Triggering process of whistler mode chorus emissions in the magnetosphere

Chorus emissions are triggered from the linear cyclotron instability driven by the temperature anisotropy of energetic electrons (10-100 keV) in the magnetosphere. Chorus emissions grow as an absolute nonlinear instability near the magnetic equator because of the presence of an electromagnetic electron hole in velocity space. The transition process from the linear wave growth at a constant frequency to the nonlinear wave growth with a rising tone frequency is due to formation of a resonant current -J(B) antiparallel to the wave magnetic field. The rising-tone frequency introduces a phase shift to the electron hole at the equator and results in a resonant current component antiparallel to the wave electric field -J(E), which causes the nonlinear wave growth. To confirm this triggering mechanism, we perform Vlasov hybrid simulations with J(B) and without J(B).

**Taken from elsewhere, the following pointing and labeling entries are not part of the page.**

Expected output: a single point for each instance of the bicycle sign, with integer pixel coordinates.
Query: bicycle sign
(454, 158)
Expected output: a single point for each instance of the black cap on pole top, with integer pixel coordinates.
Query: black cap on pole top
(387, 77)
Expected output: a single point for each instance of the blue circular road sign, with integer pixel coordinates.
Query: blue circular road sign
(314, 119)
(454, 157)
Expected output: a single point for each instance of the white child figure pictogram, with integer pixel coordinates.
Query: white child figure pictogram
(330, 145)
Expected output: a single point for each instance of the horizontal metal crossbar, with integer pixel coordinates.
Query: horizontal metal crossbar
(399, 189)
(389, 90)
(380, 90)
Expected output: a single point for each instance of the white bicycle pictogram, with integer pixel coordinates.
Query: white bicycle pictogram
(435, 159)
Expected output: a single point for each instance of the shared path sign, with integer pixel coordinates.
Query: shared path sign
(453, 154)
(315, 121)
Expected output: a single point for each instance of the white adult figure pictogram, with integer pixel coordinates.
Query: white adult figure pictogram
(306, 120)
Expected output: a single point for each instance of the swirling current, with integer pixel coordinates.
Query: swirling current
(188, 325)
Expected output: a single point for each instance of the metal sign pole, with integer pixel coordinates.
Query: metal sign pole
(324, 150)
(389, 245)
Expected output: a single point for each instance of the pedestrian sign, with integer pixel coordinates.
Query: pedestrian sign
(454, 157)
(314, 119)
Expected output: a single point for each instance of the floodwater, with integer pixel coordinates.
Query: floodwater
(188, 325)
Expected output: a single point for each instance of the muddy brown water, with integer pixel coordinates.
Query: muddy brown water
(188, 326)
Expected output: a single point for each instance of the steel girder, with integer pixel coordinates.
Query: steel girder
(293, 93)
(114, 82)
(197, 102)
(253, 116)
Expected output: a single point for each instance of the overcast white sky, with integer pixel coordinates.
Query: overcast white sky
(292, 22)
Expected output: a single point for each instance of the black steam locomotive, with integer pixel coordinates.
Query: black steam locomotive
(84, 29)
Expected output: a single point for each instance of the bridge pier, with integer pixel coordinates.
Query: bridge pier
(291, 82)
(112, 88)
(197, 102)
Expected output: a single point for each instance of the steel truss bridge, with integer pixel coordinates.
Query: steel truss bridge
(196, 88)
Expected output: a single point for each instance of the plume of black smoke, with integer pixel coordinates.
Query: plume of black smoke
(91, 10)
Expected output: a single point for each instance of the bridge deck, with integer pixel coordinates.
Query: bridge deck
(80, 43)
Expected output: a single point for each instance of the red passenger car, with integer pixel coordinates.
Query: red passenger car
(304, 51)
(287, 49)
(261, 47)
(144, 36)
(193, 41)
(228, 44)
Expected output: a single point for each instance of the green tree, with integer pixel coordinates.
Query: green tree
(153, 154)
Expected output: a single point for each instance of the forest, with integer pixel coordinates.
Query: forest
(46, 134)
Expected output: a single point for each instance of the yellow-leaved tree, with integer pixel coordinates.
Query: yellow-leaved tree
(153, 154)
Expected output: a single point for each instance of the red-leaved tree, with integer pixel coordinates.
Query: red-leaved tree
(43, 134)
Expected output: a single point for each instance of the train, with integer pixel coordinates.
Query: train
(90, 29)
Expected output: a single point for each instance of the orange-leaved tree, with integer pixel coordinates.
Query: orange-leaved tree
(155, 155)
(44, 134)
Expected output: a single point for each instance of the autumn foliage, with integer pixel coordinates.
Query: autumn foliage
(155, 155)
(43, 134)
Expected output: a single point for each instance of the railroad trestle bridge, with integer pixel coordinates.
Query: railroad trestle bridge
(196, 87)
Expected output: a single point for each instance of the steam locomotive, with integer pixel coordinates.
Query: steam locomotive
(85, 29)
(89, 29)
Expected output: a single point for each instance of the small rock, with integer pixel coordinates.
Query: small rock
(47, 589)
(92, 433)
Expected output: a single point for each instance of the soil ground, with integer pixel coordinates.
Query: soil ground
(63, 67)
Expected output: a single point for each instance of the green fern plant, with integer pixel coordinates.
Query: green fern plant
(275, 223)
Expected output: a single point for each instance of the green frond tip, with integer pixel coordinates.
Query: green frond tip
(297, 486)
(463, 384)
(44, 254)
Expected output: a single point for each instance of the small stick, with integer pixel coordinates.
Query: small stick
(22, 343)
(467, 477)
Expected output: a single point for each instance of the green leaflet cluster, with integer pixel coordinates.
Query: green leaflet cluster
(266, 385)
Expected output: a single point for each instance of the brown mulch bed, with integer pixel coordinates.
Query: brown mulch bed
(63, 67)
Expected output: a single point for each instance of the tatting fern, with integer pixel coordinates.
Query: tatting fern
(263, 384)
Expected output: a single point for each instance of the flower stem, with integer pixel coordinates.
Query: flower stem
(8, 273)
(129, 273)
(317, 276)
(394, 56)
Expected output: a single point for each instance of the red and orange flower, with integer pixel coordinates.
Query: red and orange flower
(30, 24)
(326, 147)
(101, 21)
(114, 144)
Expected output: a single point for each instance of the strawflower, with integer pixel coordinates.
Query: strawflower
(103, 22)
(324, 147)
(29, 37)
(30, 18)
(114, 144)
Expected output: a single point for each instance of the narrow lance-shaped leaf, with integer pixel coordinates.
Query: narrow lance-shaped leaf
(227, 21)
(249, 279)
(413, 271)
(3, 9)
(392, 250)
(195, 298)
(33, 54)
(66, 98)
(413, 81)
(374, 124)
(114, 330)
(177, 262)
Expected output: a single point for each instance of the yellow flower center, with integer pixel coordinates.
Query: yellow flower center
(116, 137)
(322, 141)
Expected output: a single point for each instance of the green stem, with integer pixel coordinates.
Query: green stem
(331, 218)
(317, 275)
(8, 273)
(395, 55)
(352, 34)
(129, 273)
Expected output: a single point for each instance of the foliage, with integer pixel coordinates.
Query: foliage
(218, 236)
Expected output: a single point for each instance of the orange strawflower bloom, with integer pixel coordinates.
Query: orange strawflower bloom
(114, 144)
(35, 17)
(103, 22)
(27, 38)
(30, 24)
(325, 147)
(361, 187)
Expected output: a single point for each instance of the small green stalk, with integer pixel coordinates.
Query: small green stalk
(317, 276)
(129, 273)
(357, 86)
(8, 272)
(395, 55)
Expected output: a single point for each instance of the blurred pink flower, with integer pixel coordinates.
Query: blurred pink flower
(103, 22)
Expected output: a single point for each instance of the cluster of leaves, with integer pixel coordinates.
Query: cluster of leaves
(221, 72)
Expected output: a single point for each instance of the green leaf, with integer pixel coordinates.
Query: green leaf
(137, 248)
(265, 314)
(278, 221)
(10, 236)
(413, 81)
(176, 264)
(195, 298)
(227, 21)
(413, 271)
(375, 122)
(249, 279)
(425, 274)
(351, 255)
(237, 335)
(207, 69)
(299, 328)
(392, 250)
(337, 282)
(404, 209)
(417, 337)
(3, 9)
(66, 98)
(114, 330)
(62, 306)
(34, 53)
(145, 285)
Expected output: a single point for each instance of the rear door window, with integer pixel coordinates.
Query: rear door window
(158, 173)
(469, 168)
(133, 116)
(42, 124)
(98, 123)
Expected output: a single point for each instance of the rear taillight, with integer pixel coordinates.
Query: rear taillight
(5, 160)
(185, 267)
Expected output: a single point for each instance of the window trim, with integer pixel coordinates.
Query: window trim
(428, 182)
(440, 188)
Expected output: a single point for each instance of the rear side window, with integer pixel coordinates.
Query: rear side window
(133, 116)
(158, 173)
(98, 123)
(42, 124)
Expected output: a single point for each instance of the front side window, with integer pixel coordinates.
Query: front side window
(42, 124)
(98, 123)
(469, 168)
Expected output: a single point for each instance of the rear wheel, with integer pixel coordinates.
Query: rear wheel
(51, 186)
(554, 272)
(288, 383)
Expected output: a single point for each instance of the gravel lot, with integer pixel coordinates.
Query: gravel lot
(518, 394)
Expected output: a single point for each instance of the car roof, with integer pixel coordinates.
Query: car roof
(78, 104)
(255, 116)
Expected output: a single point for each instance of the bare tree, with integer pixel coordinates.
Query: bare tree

The run without J(B) does not reproduce chorus emissions, while the run with J(B) does successfully reproduce chorus emissions. The nonlinear frequency shift omega(1) due to J(B) plays a critical role in the triggering process. The nonlinear transition time T-N for the frequency shift is found to be of the same order as the nonlinear trapping period, which is confirmed by simulations and observation. The established frequency sweep rate is omega(1)/T-N, which gives an optimum wave amplitude of chorus emissions.